A peine nommé et déjà critiqué. De nombreux cheminots n’ont pas du tout apprécié les commentaires du nouveau ministre des Transports (LR) après le suicide, le 24 décembre, d’un conducteur de TGV. L’événement « aurait pu être plus grave » si le conducteur « avait souhaité faire dérailler son train », a déclaré le 25 décembre Philippe Tabarot.

« Il n’y a eu aucune once d’humanité dans ses propos« , a dénoncé sur RTL, le député LFI de l’Essonne Bérenger Cernon, ancien cheminot. « Le nouveau ministre des Transports n’a pas un mot de compassion pour notre collègue, préférant alimenter le cheminot bashing le plus stupide en sous entendant que les voyageurs auraient pu êtres blessés« , a déploré de son côté sur X Fabien Villedieu, membre de Sud Rail.

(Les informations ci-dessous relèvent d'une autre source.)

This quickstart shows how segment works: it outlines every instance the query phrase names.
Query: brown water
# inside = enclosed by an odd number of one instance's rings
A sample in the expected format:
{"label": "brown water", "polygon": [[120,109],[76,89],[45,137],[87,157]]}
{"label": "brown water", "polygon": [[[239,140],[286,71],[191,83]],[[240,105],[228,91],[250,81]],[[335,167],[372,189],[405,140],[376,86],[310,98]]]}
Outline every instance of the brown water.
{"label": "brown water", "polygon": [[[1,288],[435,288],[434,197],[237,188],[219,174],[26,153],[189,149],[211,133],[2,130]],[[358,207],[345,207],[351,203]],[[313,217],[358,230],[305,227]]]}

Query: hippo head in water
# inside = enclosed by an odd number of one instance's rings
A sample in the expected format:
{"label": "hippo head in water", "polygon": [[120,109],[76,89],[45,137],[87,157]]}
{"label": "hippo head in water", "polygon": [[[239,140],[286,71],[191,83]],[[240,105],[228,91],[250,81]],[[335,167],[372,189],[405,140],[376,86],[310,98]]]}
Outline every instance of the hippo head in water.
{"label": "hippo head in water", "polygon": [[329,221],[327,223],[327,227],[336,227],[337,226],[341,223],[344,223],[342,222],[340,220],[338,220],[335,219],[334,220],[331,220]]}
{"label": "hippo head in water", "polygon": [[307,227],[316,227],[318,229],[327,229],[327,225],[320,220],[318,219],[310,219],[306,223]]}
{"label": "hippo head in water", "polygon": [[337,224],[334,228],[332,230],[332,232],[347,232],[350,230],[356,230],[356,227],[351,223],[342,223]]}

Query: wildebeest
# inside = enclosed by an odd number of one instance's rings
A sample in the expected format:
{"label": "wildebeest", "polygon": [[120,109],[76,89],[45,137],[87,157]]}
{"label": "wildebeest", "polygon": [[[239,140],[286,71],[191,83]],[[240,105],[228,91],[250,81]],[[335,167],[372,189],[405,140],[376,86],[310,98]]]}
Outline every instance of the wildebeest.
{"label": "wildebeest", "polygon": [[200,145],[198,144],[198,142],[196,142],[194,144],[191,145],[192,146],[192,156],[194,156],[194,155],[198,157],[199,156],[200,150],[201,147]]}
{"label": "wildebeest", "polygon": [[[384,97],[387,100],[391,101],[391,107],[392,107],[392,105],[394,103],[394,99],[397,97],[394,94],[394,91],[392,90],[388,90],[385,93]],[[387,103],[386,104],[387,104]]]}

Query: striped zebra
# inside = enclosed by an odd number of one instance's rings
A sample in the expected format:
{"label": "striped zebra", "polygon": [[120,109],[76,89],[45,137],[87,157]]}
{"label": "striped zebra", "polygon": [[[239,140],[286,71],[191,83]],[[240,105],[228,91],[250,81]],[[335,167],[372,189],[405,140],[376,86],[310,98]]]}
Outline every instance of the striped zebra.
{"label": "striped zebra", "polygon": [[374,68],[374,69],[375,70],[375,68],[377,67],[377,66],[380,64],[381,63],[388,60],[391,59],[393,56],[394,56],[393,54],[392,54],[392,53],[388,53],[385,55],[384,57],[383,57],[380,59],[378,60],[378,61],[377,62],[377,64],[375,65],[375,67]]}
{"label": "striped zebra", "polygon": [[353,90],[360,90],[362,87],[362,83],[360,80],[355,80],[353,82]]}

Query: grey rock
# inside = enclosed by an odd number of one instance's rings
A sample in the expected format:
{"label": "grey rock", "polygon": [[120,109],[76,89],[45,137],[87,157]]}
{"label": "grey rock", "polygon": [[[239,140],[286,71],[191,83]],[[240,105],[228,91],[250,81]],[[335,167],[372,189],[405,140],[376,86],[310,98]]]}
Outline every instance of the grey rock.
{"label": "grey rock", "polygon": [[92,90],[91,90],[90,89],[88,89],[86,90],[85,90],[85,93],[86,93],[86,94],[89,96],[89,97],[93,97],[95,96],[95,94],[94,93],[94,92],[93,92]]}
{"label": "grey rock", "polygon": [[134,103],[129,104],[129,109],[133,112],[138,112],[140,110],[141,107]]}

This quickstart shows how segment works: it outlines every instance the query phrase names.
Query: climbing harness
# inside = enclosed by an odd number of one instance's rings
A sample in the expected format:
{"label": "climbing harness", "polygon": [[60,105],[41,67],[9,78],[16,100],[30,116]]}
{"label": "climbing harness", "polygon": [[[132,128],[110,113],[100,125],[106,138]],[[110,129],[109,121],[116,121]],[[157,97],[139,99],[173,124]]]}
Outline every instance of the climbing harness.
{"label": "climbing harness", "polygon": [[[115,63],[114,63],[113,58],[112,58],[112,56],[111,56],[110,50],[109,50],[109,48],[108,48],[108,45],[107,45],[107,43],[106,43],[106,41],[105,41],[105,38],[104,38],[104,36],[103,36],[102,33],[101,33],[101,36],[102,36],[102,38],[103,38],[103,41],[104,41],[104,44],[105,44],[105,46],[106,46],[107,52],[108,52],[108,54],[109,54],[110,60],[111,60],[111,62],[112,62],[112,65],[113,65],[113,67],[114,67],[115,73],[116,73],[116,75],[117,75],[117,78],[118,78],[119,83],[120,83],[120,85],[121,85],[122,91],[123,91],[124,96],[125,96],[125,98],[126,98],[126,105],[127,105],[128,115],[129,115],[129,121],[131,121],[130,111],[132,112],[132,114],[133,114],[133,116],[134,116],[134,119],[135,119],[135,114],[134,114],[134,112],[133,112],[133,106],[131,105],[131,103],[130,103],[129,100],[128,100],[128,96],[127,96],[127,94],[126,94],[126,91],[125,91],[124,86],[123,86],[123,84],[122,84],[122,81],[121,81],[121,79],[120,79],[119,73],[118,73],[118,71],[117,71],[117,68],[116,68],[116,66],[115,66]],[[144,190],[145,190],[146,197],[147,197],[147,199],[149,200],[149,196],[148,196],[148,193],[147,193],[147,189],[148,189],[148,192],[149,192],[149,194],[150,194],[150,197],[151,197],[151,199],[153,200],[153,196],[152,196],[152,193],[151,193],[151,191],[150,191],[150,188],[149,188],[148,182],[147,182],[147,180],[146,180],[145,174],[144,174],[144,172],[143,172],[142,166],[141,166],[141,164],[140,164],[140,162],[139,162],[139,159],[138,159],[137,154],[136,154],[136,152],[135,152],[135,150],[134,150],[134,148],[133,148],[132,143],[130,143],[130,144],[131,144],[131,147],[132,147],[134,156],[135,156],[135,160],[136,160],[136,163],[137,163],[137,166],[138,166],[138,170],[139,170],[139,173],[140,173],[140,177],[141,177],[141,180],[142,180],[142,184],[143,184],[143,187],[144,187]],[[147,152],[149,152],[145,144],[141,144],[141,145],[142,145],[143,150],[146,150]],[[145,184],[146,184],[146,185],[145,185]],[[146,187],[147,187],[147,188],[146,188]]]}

Face au début de polémique, le ministre est revenu sur ses déclarations. « Certains de mes propos ont été mal interprétés, a-t-il dit. Il y a eu des répercussions sur des centaines de personnes, mais c’est avant tout un drame humain », a concédé le 26 décembre celui qui était jusqu’alors vice-président de la commission de l’aménagement du territoire et du développement durable du Sénat.

Reste que ses propos montrent une méconnaissance du système ferroviaire alors qu’il passait pour un bon connaisseur du secteur, Un conducteur ne peut pas faire dérailler son train car des systèmes automatiques de freinage des trains existent sur toutes les grandes lignes ferroviaires.